Determine whether $x^3$ is $O(g(x))$ for certain functions $g(x)$.

Question

a) $g(x) = x^2$

b) $g(x) = x^3$

c) $g(x) = x^2 + x^3$

d) $g(x) = x^2 + x^4$

e) $g(x) = 3^x$

f) $g(x) = (x^3)/2$

Do you guys have any ideas? Thanks!

Answer 1

Since you asked in a comment about (e), let's discuss that.

Saying "$x^3$ is $O\bigl(3^x\bigr)$" means the following:

There is some constant $c$, such that for all sufficiently large $x$, $$x^3 < c\cdot3^x.$$

Consider the functions $x^3$ and $3^x$. Clearly, $3^x$ increases much faster than $x^3$. For $x=10$, $3^x$ is already 59,049 and $x^3$ is only 1,000. And $3^x$ triples every time $x$ becomes $x+1$, whereas $x^3$ does not triple so easily; to triple $x^3$ you have to multiply $x$ by something.

So there is no trouble finding the constant $c$ that we want; $c=1$ will do. And indeed, for all $x>10$, it is the case that $x^3 < 1\cdot 3^x$. So $x^3$ is $ O\bigl(3^x\bigr)$.

Now on the other hand, $x^3$ is not $O\bigl(x^2\bigr)$. Why not? Well, if it were, then

There is some constant $c$, such that for all sufficiently large $x$, $$x^3 < c\cdot x^2$$

But clearly that's not true, since no matter what $c$ is, $x^3 > c\cdot x^2$ whenever $x>c$. So $x^3$ is not $O\bigl(x^2\bigr)$.

Does that help?

Answer 2

As $x\to\infty $ :

Well , for polynomials you should just look at the term with highest degree.
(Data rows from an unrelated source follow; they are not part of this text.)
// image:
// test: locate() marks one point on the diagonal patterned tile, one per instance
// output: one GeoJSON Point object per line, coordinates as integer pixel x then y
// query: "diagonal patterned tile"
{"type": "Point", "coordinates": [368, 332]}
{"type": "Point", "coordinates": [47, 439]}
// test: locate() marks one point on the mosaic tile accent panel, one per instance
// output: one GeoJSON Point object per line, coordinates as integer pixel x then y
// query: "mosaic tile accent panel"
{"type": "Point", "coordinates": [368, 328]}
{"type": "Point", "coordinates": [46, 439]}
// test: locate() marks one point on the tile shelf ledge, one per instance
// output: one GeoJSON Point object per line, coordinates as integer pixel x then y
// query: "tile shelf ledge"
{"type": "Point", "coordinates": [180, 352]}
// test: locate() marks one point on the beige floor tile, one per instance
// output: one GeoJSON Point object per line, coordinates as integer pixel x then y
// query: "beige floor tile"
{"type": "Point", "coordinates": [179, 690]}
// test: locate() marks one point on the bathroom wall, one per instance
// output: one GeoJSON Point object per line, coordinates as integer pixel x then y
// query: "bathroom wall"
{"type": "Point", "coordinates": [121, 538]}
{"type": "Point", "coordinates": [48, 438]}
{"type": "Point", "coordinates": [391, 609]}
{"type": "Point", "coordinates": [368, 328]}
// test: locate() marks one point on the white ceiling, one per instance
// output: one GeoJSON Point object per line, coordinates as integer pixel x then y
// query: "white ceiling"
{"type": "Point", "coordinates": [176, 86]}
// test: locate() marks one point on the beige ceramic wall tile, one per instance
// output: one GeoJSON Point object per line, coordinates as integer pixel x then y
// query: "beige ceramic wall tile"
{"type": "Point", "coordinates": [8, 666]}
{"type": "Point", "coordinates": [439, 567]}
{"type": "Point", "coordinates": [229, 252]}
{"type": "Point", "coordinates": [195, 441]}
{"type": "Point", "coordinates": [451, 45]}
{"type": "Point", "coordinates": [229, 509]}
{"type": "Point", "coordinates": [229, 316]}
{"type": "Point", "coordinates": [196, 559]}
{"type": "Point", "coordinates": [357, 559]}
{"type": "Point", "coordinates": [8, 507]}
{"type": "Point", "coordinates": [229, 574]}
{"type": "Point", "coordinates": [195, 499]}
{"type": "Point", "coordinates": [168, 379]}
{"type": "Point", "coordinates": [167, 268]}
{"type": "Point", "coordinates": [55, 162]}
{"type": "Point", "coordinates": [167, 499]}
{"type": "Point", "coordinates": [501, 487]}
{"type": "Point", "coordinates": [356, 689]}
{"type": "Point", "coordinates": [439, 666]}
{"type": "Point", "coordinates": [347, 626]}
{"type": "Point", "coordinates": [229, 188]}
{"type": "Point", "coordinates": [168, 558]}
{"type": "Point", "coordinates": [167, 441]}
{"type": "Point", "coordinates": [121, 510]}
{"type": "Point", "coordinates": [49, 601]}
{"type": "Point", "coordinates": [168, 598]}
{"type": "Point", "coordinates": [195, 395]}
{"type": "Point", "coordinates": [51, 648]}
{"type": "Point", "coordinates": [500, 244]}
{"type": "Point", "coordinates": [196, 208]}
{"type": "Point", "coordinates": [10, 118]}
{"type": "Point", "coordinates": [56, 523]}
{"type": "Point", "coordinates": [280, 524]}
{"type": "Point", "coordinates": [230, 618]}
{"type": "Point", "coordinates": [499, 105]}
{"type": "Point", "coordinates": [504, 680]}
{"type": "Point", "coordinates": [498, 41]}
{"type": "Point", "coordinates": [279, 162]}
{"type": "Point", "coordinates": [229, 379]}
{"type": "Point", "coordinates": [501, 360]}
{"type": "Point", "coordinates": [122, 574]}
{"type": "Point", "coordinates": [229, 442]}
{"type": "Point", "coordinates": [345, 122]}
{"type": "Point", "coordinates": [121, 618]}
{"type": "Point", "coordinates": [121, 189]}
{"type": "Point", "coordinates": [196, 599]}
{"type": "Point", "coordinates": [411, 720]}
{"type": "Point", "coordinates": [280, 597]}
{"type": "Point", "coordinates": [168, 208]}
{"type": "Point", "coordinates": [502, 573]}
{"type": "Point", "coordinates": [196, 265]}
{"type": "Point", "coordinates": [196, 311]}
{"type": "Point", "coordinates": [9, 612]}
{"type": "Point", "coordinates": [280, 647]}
Positive coefficients are negligible.

And $a^x$ always dominate polynomials in the long run for $a>1$..

So , for your question :all possible except a...

Answer 3

You can use the following result

$$f=O(g) \iff \limsup_{x \to \infty}\frac{|f(x)|}{|g(x)|} =c,$$

where $c$ is finite.